Although the ability of CPE or CPE-based fusion proteins to bind to isolated circulating metastatic cells seems straightforward, the mechanisms by which externally applied CPE can successfully target solid tumors is less clear. The ability of CPE to cause a breakdown in tight junction barriers is expected to contribute to penetration into tumors [29,92,95]. Alternatively, the anti-tumor effect of CPE may be limited to a superficial layer of cells in cases where growth is inhibited, but tumors do not decrease in mass [86]. It may well be that an adjunct therapeutic, such as the recently discovered iRGD peptide [96], will be needed to optimize the efficacy of CPE-based anti-cancer drugs.

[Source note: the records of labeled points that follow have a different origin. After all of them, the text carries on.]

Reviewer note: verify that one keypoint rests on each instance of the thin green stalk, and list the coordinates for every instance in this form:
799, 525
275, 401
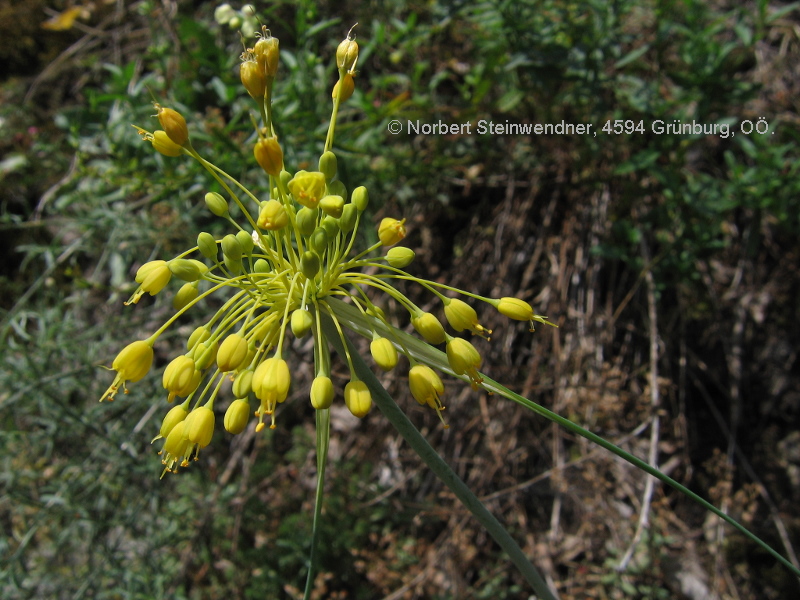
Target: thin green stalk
323, 439
491, 385
435, 462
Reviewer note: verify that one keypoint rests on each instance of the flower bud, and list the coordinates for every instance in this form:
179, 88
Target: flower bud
348, 85
185, 296
307, 187
332, 205
232, 353
253, 79
358, 399
246, 242
301, 322
429, 327
383, 353
516, 309
269, 155
199, 335
306, 220
462, 316
360, 198
346, 54
176, 444
309, 264
205, 354
336, 188
216, 204
426, 386
234, 265
273, 215
464, 360
391, 231
231, 247
153, 276
173, 124
236, 416
400, 257
243, 383
207, 245
266, 52
164, 145
200, 426
175, 415
331, 226
134, 361
322, 392
319, 240
180, 378
348, 219
328, 165
187, 269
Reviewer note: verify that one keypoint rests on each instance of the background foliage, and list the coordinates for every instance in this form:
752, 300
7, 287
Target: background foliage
663, 258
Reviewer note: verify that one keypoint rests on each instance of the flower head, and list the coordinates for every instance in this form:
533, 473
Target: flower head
285, 266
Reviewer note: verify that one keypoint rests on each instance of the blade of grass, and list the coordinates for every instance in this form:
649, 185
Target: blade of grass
323, 440
435, 462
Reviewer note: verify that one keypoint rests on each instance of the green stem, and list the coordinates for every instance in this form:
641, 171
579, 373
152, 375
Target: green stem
435, 462
637, 462
323, 439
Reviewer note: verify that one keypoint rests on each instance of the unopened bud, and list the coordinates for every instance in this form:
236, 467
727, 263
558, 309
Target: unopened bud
273, 215
269, 155
348, 86
346, 54
400, 257
360, 198
216, 204
174, 124
266, 52
309, 264
207, 245
327, 165
253, 79
391, 231
164, 145
332, 205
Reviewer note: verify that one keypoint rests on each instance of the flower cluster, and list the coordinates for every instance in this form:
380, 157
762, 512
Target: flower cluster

The inherent toxicity of full length CPE represents a significant side effect with the potential to reduce therapeutic efficacy. The route of administration has a significant effect on toxicity. For instance, intraperitoneal injection is significantly more toxic than intragastral administration or direct injection into tumors [86,78,97]. For sub-lethal doses of CPE, both intraperitoneal or intragastral administration induces a transient spike in cytokine production (mainly IL-6 and IFN-γ) which peaks at 8 h post treatment [97]. There are also data that CPE acts as a direct mitogen for macrophages and T cells in vitro [97,98] and could have superantigen activity [99]. However, other studies demonstrated that D-Galactose induced liver injury did not sensitize mice to CPE toxicity [97] and CPE does not act as a mitogen for peripheral leukocytes in vitro [100], both of which are hallmarks of superantigenicity. These conflicting data are likely to reflect differences in CPE preparations, if contaminants contribute to the immune response. From a practical standpoint, some concerns related to CPE-mediated toxicity are likely to be ameliorated by replacing the cytotoxic domain of CPE with a domain that has a more specific mode of action, such as PSIF, particularly if this prevents a systemic immune response.

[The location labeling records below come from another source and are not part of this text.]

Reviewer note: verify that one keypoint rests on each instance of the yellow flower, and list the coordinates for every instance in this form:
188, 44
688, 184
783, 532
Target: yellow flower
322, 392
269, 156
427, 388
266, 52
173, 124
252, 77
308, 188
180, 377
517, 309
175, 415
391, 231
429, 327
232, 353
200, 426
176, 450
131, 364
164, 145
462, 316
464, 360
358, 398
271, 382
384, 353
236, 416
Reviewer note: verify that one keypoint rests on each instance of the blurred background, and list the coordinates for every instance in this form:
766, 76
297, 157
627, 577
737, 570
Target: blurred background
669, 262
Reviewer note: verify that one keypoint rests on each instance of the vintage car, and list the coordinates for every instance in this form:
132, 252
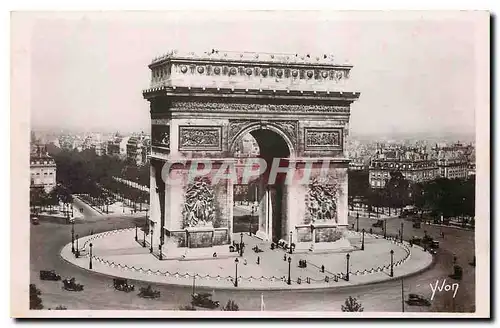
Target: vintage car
122, 285
204, 300
418, 300
148, 292
49, 275
71, 285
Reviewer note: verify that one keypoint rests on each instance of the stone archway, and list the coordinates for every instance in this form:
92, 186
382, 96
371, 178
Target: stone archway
200, 106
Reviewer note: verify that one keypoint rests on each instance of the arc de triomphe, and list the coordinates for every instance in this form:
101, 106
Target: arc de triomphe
296, 107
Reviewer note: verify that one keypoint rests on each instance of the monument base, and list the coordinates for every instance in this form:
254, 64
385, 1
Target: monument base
200, 237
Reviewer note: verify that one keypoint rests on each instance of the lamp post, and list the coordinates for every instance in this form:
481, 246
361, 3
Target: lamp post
402, 226
363, 240
90, 257
289, 282
77, 252
73, 237
392, 263
347, 267
241, 244
250, 223
151, 247
236, 274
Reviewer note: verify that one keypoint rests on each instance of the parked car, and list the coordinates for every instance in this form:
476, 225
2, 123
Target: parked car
122, 285
71, 285
204, 300
148, 292
418, 300
49, 275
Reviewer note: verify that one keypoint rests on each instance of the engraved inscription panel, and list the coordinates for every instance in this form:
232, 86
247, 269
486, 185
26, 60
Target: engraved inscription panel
323, 138
200, 138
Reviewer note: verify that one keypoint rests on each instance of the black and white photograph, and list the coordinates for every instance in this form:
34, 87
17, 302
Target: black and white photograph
258, 163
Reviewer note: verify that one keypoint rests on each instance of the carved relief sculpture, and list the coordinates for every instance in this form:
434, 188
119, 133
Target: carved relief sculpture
199, 209
160, 135
321, 202
200, 138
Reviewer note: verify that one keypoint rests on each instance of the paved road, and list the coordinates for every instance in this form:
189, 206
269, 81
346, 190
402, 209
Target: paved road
48, 238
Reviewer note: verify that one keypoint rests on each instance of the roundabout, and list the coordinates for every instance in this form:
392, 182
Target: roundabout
117, 253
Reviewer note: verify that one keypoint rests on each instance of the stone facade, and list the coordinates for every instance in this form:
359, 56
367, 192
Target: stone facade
202, 106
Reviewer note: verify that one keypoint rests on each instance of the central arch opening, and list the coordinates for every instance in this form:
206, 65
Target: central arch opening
259, 206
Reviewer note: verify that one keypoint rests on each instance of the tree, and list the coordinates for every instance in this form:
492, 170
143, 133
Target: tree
352, 305
231, 306
35, 300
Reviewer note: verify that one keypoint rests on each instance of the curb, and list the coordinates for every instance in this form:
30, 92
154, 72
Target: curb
244, 288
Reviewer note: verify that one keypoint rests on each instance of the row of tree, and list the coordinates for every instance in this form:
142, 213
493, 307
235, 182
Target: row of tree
446, 197
88, 174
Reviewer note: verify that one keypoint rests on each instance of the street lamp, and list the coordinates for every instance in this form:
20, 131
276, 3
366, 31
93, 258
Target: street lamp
236, 274
90, 257
73, 237
347, 267
77, 252
402, 226
392, 263
363, 240
151, 248
289, 282
241, 244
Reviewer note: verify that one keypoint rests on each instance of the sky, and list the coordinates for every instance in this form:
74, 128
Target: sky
416, 73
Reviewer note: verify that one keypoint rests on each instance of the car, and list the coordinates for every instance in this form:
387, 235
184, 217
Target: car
49, 275
148, 292
122, 285
204, 300
71, 285
417, 300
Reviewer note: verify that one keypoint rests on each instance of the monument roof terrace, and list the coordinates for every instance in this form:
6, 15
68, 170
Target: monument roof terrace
247, 71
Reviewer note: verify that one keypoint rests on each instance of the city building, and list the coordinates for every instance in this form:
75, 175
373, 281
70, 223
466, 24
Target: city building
138, 148
43, 169
415, 165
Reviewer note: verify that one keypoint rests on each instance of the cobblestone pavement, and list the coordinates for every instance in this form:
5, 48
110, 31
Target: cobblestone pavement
118, 254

Taken together, these studies support the use of CPE-based pharmaceuticals as a strategy to specifically target tumors with a suitable profile of claudin expression. In general, claudins have great potential as targets for cancer therapy, but studies of this family are incomplete. While significant progress has been made in understanding the structural basis of CPE-claudin interactions, further analysis could enable other claudin specific interacting molecules to be designed to improve the specificity and efficacy of CPE-based therapeutic approaches.